In the superintendent race, Republican Frank Stephens outspent Democrat Traci Moses by about 2-to-1, but couldn’t secure the win. Stephens financed his entire $14,000 war chest, with the exception of a $2,500 donation given him by the county Republican Executive Committee.
Moses drew heavily on donations from her family, plus smaller amounts from local supporters, raising a total of about $7,000 en route to winning nearly half the vote, and a 12-percentage point victory over Stephens in a three-way race.
In the race for supervisor of elections, incumbent Republican Pinki Jackel got support from backers throughout the county to raise more than $16,000, including a $2,500 donation from the Republican Executive Committee. This war chest more than doubled the size of non party affiliated challenger Heather Riley, who raised less than $7,000 in donations from supporters around the county, and finished with a 24-percentage point win over Jackel.
The politics of the supervisor of elections race that began in summer 2015, after Gov. Rick Scott passed Riley over when he appointed Jackel to fill the remaining term of the late Ida Cooper Elliott, was very similar to that found in the race for District 1 county commissioner.
In that contest, voters handed a 14-percentage point win to non party affiliated Ricky Jones, who as a Republican was passed over last year by Scott in favor of Tallahassee lobbyist and St. George Island resident Rick Watson to fill Jackel’s seat.
Watson raised a a whopping $41,000-plus, much of it high-dollar donations from Tallahassee corporate players as well as smaller contributions from around the county, plus $500 from the county’s Republican Executive Committee. Still, it wasn’t enough to defeat Jones, from Eastpoint, in each man’s first bid for public office.
In the race for county commissioner District 3, both incumbent Democrat Noah Lockley and non party affiliated challenger Jimmy Lashley each spent about $1,500, with Lockley attracting nearly 77 percent of the vote.
As Jackel prepares to hand over the supervisor of elections’ reins, she can attest to the fact the county’s turnout of nearly 84.6 percent in the 2016 general election was second best in the state, surpassed only by Collier County’s 86 percent.
In terms of where candidates were most popular, Republican Donald J. Trump, victorious in his race against Democrat Hillary Clinton, carried seven of the county’s eight precincts, losing to Clinton only in the Apalachicola precinct that encompasses the city’s Hill neighborhood.

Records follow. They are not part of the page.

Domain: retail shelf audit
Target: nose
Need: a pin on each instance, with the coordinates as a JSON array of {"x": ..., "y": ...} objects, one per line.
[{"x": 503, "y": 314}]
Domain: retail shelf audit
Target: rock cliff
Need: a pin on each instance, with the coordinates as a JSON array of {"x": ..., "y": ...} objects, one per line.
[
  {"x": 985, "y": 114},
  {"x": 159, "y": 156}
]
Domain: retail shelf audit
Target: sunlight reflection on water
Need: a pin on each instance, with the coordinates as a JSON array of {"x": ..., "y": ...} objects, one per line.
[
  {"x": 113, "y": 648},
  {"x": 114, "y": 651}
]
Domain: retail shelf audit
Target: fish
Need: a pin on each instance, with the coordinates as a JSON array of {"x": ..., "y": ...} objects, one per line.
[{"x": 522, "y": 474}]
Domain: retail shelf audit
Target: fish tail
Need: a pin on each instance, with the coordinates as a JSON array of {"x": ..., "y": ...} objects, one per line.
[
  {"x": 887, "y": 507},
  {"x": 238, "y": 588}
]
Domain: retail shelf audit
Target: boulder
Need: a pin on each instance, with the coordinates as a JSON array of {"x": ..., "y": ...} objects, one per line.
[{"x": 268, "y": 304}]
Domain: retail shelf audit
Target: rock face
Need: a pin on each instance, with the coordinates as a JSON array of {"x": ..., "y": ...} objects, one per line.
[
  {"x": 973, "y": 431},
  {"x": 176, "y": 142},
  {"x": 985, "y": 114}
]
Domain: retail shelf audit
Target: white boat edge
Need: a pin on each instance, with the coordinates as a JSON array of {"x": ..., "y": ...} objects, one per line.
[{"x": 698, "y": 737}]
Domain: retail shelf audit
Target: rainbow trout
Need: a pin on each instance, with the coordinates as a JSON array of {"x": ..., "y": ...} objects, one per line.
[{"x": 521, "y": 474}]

Trump received more than 80 percent of the vote in Eastpoint and in the precinct west of Apalachicola, and was at 75 percent or better in Carrabelle, in the mid to high 60s in Lanark Village and Alligator Point, and in the low 60s on St. George island. In historic district of Apalachicola, he attracted just over half the vote.
In the sheriff’s race. Smith carried Apalachicola, Alligator Point, Lanark Village and St. George Island by comfortable margins, while Segree was victorious in Eastpoint and Carrabelle.
In the superintendent’s race, Moses amassed large margins in Apalachicola, and was comfortably ahead in Carrabelle and Eastpoint, while Stephens won Lanark Village, Alligator Point and St. George Island.
In the supervisor of elections race, Riley racked up large margins in the voter strongholds of Apalachicola, Carrabelle and Eastpoint, while Jackel won Alligator Point handily, as well as Lanark Village and St. George Island.
In county commission District 1, Watson carried St. George Island with 64 percent, while Jones won in Eastpoint by an even bigger margin, of nearly 75 percent.
In the clerk of courts’ race, Johnson carried all eight precincts.